Ecology and “Messy” Graphs
It is rare that the data in ecological graphs fall perfectly along a line. Consider Figures 3 and 4. The scatter of data points around the regression lines are substantial. Indeed, today ecology is known for its complex or “messy” data and is often critiqued as a “soft science” on this basis. The view is summarized by the title of a recent article in Frontiers in Ecology and the Environment: “Rising Complexity and Falling Explanatory Power in Ecology.”47
Just as the incorporation of linear regression into ecological methods was historically contingent, so, too, was the way in which ecologists employed linear regression. For linear regression was not and is not a stable or one-dimensional thing (excuse the pun). Where some scientists see pattern, others see none.
The “messiness” of a graph can be summarized by a single number, the “R2 value” (also known as the coefficient of determination). The R2 value is the proportion of variation in the dependent variable (aka “Y,” “response variable,” or “regressand”) that can be attributed to variation in the independent variable(s) (aka “X,” “explanatory variable,” or “regressor”). In other words, R2 is the proportion of variability in a data set that the statistical model accounts for. It is a summary of the spread of points around a regression line—one number that conveys the “messiness” of a graph.48 An R2 value of 1 indicates that the data points fall perfectly along the regression line. An R2 value of 0 indicates that there is no relationship between the two (or more) variables (Figure 5). Thus “messy” graphs have low R2 values.

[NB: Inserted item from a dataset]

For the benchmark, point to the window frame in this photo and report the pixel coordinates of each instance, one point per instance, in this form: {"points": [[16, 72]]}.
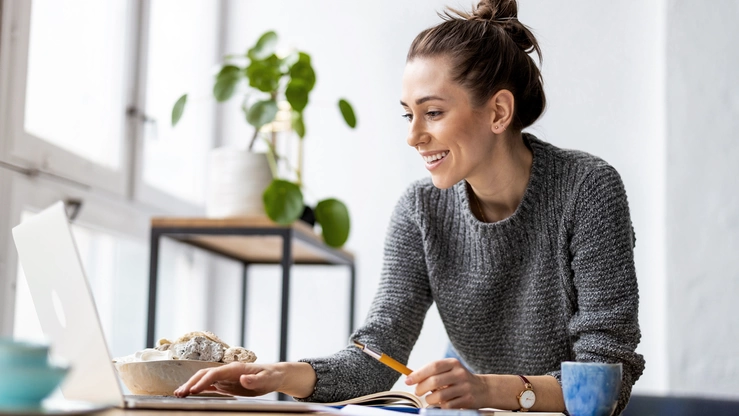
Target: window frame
{"points": [[117, 202]]}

What can R2 values reveal about the history and philosophy of ecology? Studies of another statistical value, the p-value (aka “significance value”), have importantly revealed a bias in scientific literature towards “positive results.” The p-value is used in null hypothesis testing to quantify the idea of statistical significance of evidence. If the p-value is less than a pre-set threshold value (historically 5% or 1%), the researcher rejects the null hypothesis and accepts the alternative hypothesis. Science studies scholars have demonstrated that, in a world where scientists are increasingly evaluated on the number of citations they receive, scientists are less likely to submit studies for publication that do not reject the null hypothesis.49 Moreover, journals are less likely to publish studies that do not reject the null hypothesis.50 These two forces have contributed to a positive-outcome bias across many scientific literatures. In ecology, for example, approximately 90% of contemporary studies report statistically significant results.51
Like p-values, R2 values can illuminate how scientists negotiate disciplinary norms and evaluate evidence. In ecology, economics, and sociology, the R2 value is often interpreted as a measure of the influence of an independent variable on the dependent variable.52 But, unlike the case for p-values, there is no R2 value at which ecologists explicitly deem a model invalid or even implausible. Ecologists will see a relationship between two variables in a graph even when there is a lot of scatter, or a very low R2 value.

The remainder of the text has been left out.